Adaptation of ovine fetal pancreatic insulin secretion to chronic hypoglycaemia and euglycaemic correction

Sean W. Limesand1 and W. W. Hay Jr2*

1 Perinatal Research Center, Division of Perinatal Medicine, University of Colorado Health Sciences Center, Denver, CO 80262, USA
2 Perinatal Research Center, University of Colorado Health Sciences Center, 13243 East 23rd Avenue (Bldg. 260), MS F441, Aurora, CO 80010, USA

* To whom correspondence should be addressed. E-mail: Bill.Hay{at}UCHSC.edu.

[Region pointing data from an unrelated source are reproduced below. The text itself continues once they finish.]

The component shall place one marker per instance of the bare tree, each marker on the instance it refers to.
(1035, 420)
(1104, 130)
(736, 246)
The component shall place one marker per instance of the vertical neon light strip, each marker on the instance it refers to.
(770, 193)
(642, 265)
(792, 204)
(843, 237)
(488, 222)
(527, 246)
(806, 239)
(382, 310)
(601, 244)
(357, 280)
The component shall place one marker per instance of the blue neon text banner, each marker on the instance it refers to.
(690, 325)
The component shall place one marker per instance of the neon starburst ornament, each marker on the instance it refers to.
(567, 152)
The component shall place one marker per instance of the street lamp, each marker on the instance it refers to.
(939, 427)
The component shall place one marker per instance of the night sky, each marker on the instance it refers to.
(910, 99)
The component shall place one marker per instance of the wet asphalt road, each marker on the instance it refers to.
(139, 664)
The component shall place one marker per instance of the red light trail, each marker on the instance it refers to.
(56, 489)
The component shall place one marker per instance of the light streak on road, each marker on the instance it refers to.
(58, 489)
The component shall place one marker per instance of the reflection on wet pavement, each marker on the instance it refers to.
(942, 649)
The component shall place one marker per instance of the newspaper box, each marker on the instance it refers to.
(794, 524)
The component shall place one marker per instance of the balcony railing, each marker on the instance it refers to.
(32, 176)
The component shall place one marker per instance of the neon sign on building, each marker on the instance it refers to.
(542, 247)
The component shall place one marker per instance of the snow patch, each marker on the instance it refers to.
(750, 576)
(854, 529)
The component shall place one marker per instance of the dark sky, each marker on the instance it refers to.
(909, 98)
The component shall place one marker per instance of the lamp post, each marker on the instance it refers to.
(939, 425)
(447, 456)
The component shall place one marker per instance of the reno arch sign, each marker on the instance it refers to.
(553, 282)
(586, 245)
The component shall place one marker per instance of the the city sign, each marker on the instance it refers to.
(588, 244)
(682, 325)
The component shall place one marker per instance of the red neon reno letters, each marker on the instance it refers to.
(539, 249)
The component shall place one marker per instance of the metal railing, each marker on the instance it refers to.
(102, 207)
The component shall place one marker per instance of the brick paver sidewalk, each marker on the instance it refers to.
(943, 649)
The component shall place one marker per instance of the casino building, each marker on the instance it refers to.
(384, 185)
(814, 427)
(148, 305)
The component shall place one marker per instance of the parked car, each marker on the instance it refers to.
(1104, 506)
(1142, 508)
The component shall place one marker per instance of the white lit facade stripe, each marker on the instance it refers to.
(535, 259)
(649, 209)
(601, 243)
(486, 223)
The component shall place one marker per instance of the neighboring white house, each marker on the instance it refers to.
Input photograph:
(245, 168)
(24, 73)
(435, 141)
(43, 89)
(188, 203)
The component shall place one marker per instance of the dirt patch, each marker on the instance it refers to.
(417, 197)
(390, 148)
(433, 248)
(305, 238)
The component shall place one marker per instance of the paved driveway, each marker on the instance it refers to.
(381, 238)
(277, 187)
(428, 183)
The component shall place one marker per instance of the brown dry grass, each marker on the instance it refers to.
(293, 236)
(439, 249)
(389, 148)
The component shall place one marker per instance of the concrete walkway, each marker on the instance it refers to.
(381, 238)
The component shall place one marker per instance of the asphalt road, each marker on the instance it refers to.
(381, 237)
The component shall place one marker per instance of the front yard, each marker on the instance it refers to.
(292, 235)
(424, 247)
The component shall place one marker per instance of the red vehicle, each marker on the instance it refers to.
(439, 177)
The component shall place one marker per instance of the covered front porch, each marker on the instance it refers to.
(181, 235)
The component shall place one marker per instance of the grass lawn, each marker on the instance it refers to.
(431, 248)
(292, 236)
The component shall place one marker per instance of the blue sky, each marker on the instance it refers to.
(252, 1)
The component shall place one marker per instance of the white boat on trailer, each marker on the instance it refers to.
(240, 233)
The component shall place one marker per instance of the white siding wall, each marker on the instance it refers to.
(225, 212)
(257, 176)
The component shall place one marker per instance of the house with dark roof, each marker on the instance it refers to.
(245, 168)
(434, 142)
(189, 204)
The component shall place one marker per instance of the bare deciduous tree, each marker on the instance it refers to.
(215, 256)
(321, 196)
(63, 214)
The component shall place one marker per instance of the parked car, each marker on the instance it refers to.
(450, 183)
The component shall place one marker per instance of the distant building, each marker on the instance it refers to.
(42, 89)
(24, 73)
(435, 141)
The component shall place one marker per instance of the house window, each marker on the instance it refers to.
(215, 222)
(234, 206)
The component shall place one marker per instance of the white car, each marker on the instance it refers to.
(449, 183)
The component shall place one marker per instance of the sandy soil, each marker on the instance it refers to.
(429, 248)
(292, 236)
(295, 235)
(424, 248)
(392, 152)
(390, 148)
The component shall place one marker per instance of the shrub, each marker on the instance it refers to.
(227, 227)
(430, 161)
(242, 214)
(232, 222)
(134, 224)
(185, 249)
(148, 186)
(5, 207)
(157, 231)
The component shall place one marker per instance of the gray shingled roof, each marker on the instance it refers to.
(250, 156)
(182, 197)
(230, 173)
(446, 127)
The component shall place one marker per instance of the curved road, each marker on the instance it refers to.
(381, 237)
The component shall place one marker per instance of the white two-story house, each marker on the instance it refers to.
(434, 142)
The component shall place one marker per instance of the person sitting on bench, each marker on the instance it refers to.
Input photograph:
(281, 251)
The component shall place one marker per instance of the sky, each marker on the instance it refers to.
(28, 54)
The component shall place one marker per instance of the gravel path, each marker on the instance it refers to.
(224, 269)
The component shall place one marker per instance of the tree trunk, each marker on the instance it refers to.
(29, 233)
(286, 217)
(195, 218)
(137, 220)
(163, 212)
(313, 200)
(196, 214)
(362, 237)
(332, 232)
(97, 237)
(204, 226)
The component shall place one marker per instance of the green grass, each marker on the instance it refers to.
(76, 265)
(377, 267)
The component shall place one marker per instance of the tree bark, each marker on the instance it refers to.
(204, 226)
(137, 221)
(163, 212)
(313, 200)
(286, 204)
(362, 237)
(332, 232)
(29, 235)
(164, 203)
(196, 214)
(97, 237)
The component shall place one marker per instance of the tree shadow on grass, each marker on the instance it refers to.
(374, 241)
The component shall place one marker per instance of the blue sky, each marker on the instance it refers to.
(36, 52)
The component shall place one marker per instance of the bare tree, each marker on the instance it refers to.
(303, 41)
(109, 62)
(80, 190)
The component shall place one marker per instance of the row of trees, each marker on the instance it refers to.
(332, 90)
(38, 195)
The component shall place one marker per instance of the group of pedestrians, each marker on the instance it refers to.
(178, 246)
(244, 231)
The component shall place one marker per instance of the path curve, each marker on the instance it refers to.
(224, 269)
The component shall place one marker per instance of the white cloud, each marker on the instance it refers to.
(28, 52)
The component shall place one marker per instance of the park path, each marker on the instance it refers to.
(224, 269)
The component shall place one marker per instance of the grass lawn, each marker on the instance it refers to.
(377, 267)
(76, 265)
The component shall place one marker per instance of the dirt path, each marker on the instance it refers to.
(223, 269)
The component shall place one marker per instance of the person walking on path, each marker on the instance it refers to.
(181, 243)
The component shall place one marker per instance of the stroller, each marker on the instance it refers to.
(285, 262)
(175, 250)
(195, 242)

Fetal pancreatic adaptations to relative hypoglycaemia, a characteristic of intra-uterine growth restriction, may limit pancreatic ß-cell capacity to produce and/or secrete insulin. The objective of this study was to measure ß-cell responsiveness in hypoglycaemic (H) fetal sheep and ascertain whether a 5 day euglycaemic recovery period would restore insulin secretion capacity. Glucose-stimulated insulin secretion (GSIS) was measured in euglycaemic (E) control fetuses, fetuses made hypoglycaemic for 14 days, and in a subset of 14 day hypoglycaemic fetuses returned to euglycaemia for 5 days (R fetuses). Hypoglycaemia significantly decreased plasma insulin concentrations in H (0.13 ± 0.01 ng ml-1) and R fetuses (0.11 ± 0.01 ng ml-1); insulin concentrations returned to euglycaemic control values (0.30 ± 0.01 ng ml-1) in R fetuses (0.29 ± 0.04 ng ml-1) during their euglycaemic recovery period. Mean steady-state plasma insulin concentration during the GSIS study was reduced in H fetuses (0.40 ± 0.07 vs. 0.92 ± 0.10 ng ml-1 in E), but increased (P < 0.05) in R fetuses (0.73 ± 0.10 ng ml-1) to concentrations not different from those in the E group. Nonlinear modelling of GSIS showed that response time was greater (P < 0.01) in both H (15.6 ± 2.8 min) and R (15.4 ± 1.5 min) than in E fetuses (6.3 ± 1.1 min). In addition, insulin secretion responsiveness to arginine was reduced by hypoglycaemia (0.98 ± 0.11 ng ml-1 in H vs. 1.82 ± 0.17 ng ml-1 in E, P < 0.05) and did not recover (1.21 ± 0.15 ng ml-1 in R, P < 0.05 vs. E). Thus, a 5 day euglycaemic recovery period from chronic hypoglycaemia reestablished GSIS to normal levels, but there was a persistent reduction of ß-cell responsiveness to glucose and arginine. We conclude that programming of pancreatic insulin secretion responsiveness can occur in response to fetal glucose deprivation, indicating a possible mechanism for establishing, in fetal life, a predisposition to type 2 diabetes.